Over the past week, the dominant position of armed groups in Tripoli has been broken. According to the Libyan ministry of health, 47 were killed and 129 injured during clashes, shaking the balance of power that has prevailed since the spring of 2016, and creating a domino effect with highly destabilising and uncertain impacts.
It is hoped that a cessation of hostilities brokered on 4 September by the UN among armed groups present in and around the capital will hold, although clashes continue to be reported in parts of the city. The events have highlighted the glaring absence of any effective track for security negotiations in a context where armed groups hold the power on the ground.
The UN-backed Government of National Accord (GNA) has shown little sign of being able to manage the situation. The result is likely to be a capital that is home to a broader range of interests, but one which is more volatile.
Libya’s war economy
The fighting in Tripoli reflects a struggle for power and influence. The latest bout of violence was triggered on 27 August as the forces of the Kani brothers, the Seventh Brigade, sought to expand the areas under their control by attacking the positions of the 301 Brigade and seeking to challenge the pre-eminent positions of the Nawasi Brigade, Tripoli Revolutionaries Brigade and the Special Deterrence Forces in Tripoli.
Such competitive violence has become an enduring feature of a pervasive war economy that has developed as a result of the collapse of the Libyan state’s monopoly on legitimate violence. This has engendered competition for control of economic assets such as key transport, import and export nodes, and oil and gas infrastructure.
The UN-backed Government of National Accord has shown little sign of being able to manage the situation
Control of these enable significant revenue generation through extortion and the establishment of rents. Tripoli offers the most significant prize by far. In Libya’s capital, protection markets and extortion rackets have been developed to provide privileged access to state budgets and influence over state institutions.
It is, therefore, no coincidence that the Seventh Brigade has called its opponents “the Daesh of the public finances”, in order to justify their moves. Following the reduction in state security spending after 2014 – when rival governments emerged – fraudulent schemes to access state funds have become increasingly widespread, and highly lucrative.
The clashes have also been seized upon by other actors as an opportunity to benefit from the situation and re-enter the city. Fighters and groups – including those close to the notorious militant leader Salah Badi – previously aligned with the now defunct Government of National Salvation that were ousted from their positions in the capital in 2016 have joined forces with the Seventh Brigade.
Forces of the Libyan unity government’s presidential guard secure the entrance of Tripoli airport (AFP)
In addition, Prime Minster Fayez al-Serraj’s call for the commanders of the western and central zones, Osama Juweili and Mohamed al-Haddad, to keep the peace has hastened the involvement of other significant forces.
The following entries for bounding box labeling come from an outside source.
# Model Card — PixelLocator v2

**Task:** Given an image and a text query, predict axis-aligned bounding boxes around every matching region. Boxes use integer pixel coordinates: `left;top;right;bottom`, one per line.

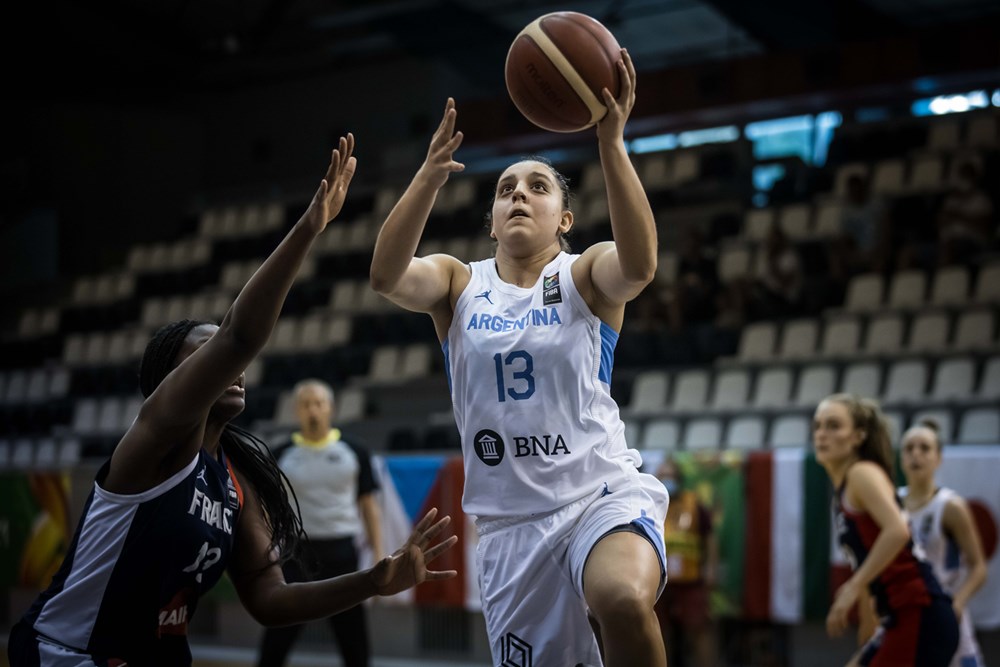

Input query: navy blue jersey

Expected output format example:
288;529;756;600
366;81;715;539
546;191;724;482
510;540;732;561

833;483;944;616
23;448;242;665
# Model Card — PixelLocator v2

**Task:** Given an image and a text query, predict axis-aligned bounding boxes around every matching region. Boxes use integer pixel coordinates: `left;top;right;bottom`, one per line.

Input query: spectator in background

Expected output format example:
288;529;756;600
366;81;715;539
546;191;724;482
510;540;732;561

666;226;719;331
937;162;995;266
747;225;805;320
656;458;719;667
257;379;382;667
828;174;889;283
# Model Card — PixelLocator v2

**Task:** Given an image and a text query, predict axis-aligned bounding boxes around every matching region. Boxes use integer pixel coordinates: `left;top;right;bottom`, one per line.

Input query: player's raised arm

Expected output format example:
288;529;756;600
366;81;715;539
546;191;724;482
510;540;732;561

370;98;465;312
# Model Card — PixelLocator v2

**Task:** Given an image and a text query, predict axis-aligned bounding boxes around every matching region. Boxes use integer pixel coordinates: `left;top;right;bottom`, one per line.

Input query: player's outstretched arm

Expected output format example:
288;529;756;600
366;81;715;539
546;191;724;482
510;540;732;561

370;97;465;312
590;49;657;305
229;494;458;626
108;134;357;493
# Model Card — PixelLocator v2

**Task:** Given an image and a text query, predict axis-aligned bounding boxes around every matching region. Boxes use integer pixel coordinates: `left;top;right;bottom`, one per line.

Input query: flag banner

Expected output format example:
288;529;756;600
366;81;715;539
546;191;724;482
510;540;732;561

332;445;1000;629
0;471;72;589
674;451;746;616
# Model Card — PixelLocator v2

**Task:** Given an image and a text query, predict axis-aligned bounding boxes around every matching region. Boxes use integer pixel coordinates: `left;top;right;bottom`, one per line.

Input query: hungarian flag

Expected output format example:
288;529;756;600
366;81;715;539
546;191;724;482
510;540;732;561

744;445;1000;630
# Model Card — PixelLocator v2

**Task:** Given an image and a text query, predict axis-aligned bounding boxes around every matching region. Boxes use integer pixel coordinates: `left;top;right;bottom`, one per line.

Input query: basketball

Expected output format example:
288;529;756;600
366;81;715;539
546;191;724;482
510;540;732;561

504;12;621;132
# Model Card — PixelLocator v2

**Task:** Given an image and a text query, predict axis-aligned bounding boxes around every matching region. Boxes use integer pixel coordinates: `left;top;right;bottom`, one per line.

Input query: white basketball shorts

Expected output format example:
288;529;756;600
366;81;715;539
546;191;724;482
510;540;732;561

476;470;669;667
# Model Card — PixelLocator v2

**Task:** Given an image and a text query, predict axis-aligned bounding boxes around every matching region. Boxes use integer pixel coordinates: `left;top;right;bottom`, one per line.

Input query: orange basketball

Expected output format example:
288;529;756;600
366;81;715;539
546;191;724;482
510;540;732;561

Those from the Western mountain city of Zintan – from where Juweili hails – controlled much of Tripoli in the aftermath of the popular uprising that ended Gaddafi’s regime and have now returned to the Tajoura area. However, forces from Haddad’s home city of Misrata appear divided over the issue. At one point, elements aligned with the Seventh Brigade fought against their fellow Misratans from the 301 Brigade.
The situation on the ground is fast-moving, but such is the build-up of men and arms in the capital that major escalations remain a possibility. Against this backdrop, the armed groups are negotiating a new settlement over who controls what.
In lieu of a political settlement that includes agreement over the distribution of Libya’s resources, however, Tripoli will remain a focal point of competitive violence. The likelihood is that the new order that emerges in the city will include more actors than before, but that order is likely to be subject to rapid change and further competition as alliances shift and deals are made and broken.
The local population will suffer the consequences of this. Against this backdrop, the impotence of the GNA to mediate a solution among armed groups that are at least nominally affiliated to it is no surprise, but it raises further questions over what remains of its credibility.
The GNA did yesterday announce the formation of an Emergency and Crisis Committee – which will remain in session until stability is returned – and the formation of a joint operations room to deter attacks on Tripoli, but such moves appear to be too little, too late.
More broadly, the question of where the internationally mediated political process goes from here has never been more challenging. The UN Action Plan has stalled, and there are major divisions between France and Italy over the need to hold elections. Meanwhile, the absence of any real focus on security issues during negotiations has been notable since 2015.
Indeed, despite predictions that the current clashes were inevitable, the international community has appeared unprepared to deal with the situation. At the very least, yesterday’s UN-brokered talks should be used to lay the foundation for more developed security negotiations once the dust has settled in Tripoli.